Paper from sargassum? Quintana Roo student develops a process

A 17-year-old high school student from Cozumel, Quintana Roo, has come up with an innovative use for sargassum: she’s making paper out of it.

Victoria Curiel Morfil told the newspaper El Financiero that she came up with the idea to use the smelly brown seaweed as part of a paper-making process while walking her dog and seeing discarded notebooks in the sargassum on the beach.

After a few unsuccessful attempts, Curiel did some online research and realized that she needed to mix cellulose from the nopal or maguey plant with the sargassum in order for it to be turned into paper.

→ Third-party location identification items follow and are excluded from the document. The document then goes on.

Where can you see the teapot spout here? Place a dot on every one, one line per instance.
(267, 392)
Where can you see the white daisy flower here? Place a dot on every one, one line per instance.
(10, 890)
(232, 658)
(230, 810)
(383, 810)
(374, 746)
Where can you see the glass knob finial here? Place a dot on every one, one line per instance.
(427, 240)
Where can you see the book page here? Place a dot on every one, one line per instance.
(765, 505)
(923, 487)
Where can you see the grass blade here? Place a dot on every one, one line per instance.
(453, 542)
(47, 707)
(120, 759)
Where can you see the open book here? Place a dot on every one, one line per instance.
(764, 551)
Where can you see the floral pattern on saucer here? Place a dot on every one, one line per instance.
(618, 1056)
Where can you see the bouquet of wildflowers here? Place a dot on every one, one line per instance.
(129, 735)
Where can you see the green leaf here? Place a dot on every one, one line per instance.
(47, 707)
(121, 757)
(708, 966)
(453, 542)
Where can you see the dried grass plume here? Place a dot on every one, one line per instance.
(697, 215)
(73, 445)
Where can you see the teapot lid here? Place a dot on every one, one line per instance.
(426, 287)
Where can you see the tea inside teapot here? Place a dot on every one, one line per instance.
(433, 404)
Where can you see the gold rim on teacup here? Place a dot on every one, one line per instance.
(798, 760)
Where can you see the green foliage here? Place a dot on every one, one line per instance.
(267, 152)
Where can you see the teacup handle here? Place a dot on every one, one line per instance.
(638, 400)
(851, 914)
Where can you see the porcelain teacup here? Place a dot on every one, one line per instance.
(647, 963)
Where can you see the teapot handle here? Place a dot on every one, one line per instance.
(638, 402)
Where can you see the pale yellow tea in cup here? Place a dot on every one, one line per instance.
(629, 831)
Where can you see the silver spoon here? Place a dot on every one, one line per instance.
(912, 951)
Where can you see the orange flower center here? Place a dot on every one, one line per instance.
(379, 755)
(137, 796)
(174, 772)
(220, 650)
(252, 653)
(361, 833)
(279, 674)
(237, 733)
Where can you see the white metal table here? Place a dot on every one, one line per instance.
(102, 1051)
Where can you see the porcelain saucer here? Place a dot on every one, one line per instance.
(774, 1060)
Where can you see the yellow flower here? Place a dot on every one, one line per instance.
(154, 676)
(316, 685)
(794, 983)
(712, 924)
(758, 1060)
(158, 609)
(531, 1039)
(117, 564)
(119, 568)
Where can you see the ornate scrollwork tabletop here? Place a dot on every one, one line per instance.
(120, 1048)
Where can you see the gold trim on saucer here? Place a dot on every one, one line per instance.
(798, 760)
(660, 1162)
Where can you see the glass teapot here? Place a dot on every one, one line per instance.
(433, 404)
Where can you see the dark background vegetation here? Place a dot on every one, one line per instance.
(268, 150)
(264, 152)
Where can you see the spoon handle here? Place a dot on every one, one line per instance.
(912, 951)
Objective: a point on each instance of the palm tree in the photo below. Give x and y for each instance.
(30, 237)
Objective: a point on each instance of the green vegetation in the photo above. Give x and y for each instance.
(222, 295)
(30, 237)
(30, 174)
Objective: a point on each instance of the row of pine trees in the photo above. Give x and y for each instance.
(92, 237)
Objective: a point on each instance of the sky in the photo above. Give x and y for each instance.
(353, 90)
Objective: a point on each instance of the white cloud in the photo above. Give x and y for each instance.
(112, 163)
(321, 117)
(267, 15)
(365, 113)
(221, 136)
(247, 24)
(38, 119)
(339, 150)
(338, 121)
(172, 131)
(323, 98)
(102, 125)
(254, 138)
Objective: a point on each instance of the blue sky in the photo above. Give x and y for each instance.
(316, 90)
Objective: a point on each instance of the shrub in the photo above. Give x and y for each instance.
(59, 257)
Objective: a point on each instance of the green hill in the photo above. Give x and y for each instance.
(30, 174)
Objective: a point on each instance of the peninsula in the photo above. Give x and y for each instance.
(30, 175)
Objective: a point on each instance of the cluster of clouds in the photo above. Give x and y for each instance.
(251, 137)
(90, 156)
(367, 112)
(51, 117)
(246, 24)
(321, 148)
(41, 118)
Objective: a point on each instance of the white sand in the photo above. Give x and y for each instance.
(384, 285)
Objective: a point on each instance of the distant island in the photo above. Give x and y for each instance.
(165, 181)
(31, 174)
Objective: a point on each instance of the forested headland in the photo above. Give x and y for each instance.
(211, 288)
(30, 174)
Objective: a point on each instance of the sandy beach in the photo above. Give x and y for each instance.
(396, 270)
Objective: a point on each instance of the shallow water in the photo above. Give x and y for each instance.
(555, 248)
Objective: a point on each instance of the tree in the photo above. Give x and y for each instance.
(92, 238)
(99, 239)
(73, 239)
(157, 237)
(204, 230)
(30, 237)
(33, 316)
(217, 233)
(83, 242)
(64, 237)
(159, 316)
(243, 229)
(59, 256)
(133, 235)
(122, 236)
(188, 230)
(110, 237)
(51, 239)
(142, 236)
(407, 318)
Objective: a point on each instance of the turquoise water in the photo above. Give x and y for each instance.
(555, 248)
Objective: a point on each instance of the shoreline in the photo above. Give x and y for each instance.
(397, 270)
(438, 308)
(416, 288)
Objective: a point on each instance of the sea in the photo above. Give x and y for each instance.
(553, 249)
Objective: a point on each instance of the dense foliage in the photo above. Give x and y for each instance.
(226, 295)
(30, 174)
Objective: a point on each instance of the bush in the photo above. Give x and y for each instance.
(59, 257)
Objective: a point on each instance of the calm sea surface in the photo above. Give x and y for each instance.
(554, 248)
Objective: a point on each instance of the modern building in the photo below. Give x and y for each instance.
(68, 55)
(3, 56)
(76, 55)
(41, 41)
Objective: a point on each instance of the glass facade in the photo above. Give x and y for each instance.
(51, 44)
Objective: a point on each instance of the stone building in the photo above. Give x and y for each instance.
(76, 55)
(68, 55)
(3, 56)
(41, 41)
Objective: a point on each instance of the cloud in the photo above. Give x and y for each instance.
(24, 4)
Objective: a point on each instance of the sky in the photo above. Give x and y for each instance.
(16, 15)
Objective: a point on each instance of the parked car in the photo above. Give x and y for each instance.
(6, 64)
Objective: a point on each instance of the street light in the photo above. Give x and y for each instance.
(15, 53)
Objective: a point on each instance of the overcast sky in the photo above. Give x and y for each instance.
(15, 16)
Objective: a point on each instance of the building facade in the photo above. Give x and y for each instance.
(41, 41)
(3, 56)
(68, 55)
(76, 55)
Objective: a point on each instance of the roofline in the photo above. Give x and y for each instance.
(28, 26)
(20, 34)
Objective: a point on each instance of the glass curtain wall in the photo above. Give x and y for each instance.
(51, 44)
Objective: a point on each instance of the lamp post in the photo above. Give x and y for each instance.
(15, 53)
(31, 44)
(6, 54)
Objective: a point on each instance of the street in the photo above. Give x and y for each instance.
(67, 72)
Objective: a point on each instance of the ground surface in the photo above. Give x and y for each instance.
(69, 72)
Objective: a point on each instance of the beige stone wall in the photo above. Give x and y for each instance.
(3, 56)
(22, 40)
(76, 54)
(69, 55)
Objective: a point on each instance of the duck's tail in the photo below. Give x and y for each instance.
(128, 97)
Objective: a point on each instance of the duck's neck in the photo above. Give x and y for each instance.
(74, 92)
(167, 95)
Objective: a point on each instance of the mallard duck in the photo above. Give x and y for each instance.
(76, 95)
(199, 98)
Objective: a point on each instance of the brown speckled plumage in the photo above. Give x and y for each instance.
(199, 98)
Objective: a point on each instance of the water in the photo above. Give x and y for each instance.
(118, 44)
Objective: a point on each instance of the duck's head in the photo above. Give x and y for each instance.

The process she has now perfected involves collecting the seaweed and letting it dry in order to get rid of any microorganisms it is carrying.

The sargassum is then hydrated again using a water solution containing salt and other additives which eliminate its offensive smell.

The next step is to turn the seaweed into a paste into which recycled paper from the discarded notebooks is mixed.

Finally, Curiel turns the mixture into paper, which she uses to create new notebooks featuring her own designs. She is now selling them at local artisans’ markets for between 10 and 80 pesos.

“Here on the island I live with my mom but my mom has a back injury that prevents her from working so I had been very worried about our economic situation and my future university studies,” she said.

“I want to keep growing [my business] and helping the planet and why not create my own notebook and paper production company worldwide,” she added.

Curiel is now planning on using another unlikely material to produce paper: cigarette butts.

Sargassum has washed up on the coast of Quintana Roo en masse this year, leading a state businessman to develop an innovative project using the seaweed.

By mixing it with adobe, Omar Vázquez Sánchez discovered that sargassum can be used to build earthquake and hurricane-resistant homes.